Иначе обстоит дело с патриотизмом конституционным, возникшим лишь после того, как культура и государственная политика дифференцировались сильнее, чем в национальном государстве старого типа. При этом идентификации с собственными жизненными формами и традициями напластовались на патриотизм, сделавшийся абстрактным и основывающийся уже не на конкретной нации как целом, но на абстрактных процедурах и принципах. Такие процедуры и принципы имеют в виду условия совместной жизни и коммуникации между различными, на равных правах сосуществующими жизненными формами. Правда, конституционно-патриотическая связь с этими принципами должна подпитываться из созвучного им наследия культурных традиций. И национальные традиции все еще образуют жизненную форму, наделенную привилегированной значимостью. Даже если эта форма входит в иерархию жизненных форм различной степени важности. Национальным традициям опять-таки соответствуют коллективные идентичности, частично между собой совпадающие, но уже не нуждающиеся в центральной точке, где они фокусируются и интегрируются в национальную идентичность. Вместо этого абстрактная идея обобщения демократии и прав человека образует твердый материал, рядом с которым теперь пробиваются лучи национальных традиций — языка, литературы и истории собственной нации.

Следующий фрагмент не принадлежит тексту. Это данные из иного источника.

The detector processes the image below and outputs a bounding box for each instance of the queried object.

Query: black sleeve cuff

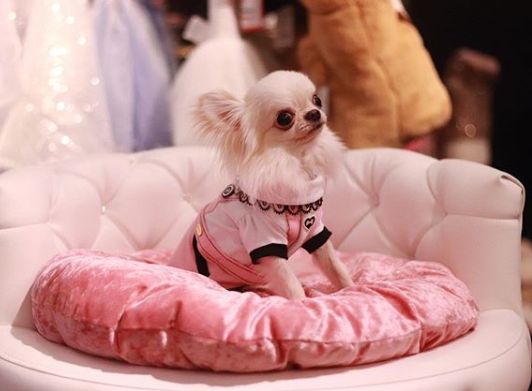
[302,227,332,253]
[250,243,288,264]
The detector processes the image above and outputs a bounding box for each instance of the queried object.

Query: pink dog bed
[31,249,478,372]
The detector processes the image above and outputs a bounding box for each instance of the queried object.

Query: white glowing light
[51,3,61,13]
[60,135,71,145]
[65,16,75,24]
[50,82,69,93]
[77,36,87,46]
[48,76,69,93]
[8,11,17,21]
[464,123,477,138]
[56,101,66,111]
[43,120,58,132]
[48,45,68,57]
[50,66,64,77]
[90,77,100,86]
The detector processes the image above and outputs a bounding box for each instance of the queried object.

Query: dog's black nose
[304,109,321,122]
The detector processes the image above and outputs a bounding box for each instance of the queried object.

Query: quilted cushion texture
[31,249,478,372]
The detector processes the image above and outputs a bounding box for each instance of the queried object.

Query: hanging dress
[0,0,115,168]
[171,0,268,145]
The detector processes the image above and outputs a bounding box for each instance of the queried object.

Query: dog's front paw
[254,256,307,299]
[335,265,354,288]
[337,274,354,289]
[282,283,306,300]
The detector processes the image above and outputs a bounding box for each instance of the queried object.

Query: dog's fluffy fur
[195,71,345,202]
[194,70,353,298]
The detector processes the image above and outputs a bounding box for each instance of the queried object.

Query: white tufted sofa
[0,146,530,391]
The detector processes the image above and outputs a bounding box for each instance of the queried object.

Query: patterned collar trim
[221,184,322,215]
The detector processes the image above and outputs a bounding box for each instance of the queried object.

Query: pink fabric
[169,187,326,289]
[31,249,479,372]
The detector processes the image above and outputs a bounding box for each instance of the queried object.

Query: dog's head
[195,71,344,199]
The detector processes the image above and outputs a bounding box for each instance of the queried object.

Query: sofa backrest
[0,146,525,328]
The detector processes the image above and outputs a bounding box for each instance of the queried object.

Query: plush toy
[297,0,451,148]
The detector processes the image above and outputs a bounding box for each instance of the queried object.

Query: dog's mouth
[309,122,324,132]
[297,122,324,142]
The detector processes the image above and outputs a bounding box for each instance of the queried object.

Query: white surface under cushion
[0,310,529,391]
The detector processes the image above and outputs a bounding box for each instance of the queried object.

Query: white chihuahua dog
[173,71,353,299]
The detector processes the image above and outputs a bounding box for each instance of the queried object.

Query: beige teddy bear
[298,0,451,148]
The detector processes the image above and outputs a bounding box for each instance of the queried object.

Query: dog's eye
[312,94,322,108]
[275,111,294,130]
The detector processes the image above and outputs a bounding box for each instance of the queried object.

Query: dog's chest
[201,192,324,259]
[285,212,320,247]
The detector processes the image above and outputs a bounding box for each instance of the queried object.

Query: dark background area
[408,0,532,240]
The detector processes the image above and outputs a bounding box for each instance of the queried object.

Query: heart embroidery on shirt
[304,216,315,230]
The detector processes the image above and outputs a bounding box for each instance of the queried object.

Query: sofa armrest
[325,148,525,314]
[419,158,524,315]
[0,146,223,328]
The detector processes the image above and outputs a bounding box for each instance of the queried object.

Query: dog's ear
[195,90,243,135]
[194,90,247,169]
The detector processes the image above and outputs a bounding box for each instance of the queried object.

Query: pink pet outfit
[171,177,331,289]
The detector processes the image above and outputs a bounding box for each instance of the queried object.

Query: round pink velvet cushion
[31,250,478,372]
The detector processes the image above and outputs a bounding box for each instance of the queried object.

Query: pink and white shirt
[172,179,331,289]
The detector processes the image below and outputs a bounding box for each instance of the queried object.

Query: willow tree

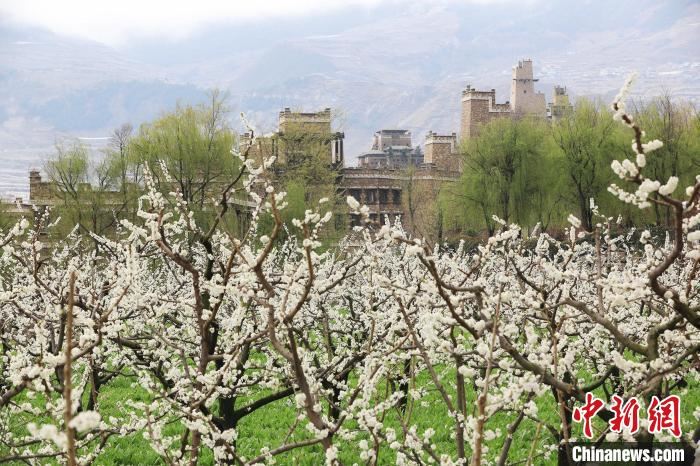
[43,141,121,240]
[129,90,241,212]
[632,94,700,226]
[552,98,626,230]
[459,116,555,235]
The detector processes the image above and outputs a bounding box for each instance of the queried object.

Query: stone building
[279,108,345,167]
[17,57,572,242]
[343,127,460,234]
[240,109,417,230]
[459,59,568,139]
[241,107,344,171]
[279,107,332,134]
[340,166,459,232]
[357,130,423,169]
[238,105,465,239]
[548,85,573,121]
[510,59,547,116]
[460,87,511,139]
[424,131,459,171]
[372,129,412,150]
[342,169,404,226]
[29,169,57,204]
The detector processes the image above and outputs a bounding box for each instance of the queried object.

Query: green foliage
[256,121,345,243]
[632,94,700,225]
[552,98,627,229]
[448,94,699,236]
[458,117,555,234]
[101,123,139,191]
[42,90,250,240]
[277,125,339,200]
[0,201,16,232]
[43,141,122,240]
[44,141,89,198]
[282,180,307,224]
[129,89,241,211]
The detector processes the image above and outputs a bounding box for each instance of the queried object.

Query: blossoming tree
[0,77,697,465]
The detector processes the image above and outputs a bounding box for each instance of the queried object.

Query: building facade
[424,131,459,171]
[357,130,423,169]
[460,59,569,138]
[510,59,547,116]
[460,87,511,139]
[342,126,460,235]
[242,107,345,172]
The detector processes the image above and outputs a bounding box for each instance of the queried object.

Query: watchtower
[510,59,546,116]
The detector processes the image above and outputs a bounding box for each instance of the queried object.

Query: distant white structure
[510,59,547,116]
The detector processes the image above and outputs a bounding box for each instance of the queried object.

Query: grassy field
[90,373,550,465]
[34,369,694,465]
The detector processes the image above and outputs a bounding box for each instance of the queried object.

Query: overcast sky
[0,0,508,46]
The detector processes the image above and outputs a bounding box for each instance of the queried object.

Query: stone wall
[424,131,460,172]
[340,168,405,226]
[29,169,57,203]
[460,59,553,139]
[279,107,332,135]
[460,87,511,139]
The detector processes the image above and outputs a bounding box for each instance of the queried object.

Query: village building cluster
[234,59,568,231]
[22,59,570,236]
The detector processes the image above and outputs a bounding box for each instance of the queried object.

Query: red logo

Не следует проводить слишком сильную аналогию между этим процессом усвоения демократии и кьеркегоровскои моделью принятия индивидом ответственности за собственную биографию. Уже в отношении к индивидуальной жизни децизионизм «Или-или» представляет собой сильную стилизацию. Тяжесть решения должна здесь подчеркивать прежде всего автономный и осознанный характер выбора собственной самости. На уровне усвоения интерсубъективно разделяемых традиций, не находящихся в распоряжении ни у одного индивида, кьеркегоровскому выбору может соответствовать лишь автономный и осознанный характер публично ведущейся дискуссии. К примеру, мы дискутируем о том, как мы стремимся понять себя в качестве граждан ФРГ — в модусе этого спора об интерпретациях свершается публичный процесс передачи традиций. И исторические науки — как и прочие экспертные культуры — втягиваются в эту дискуссию лишь в аспекте своего публичного использования, но не как науки.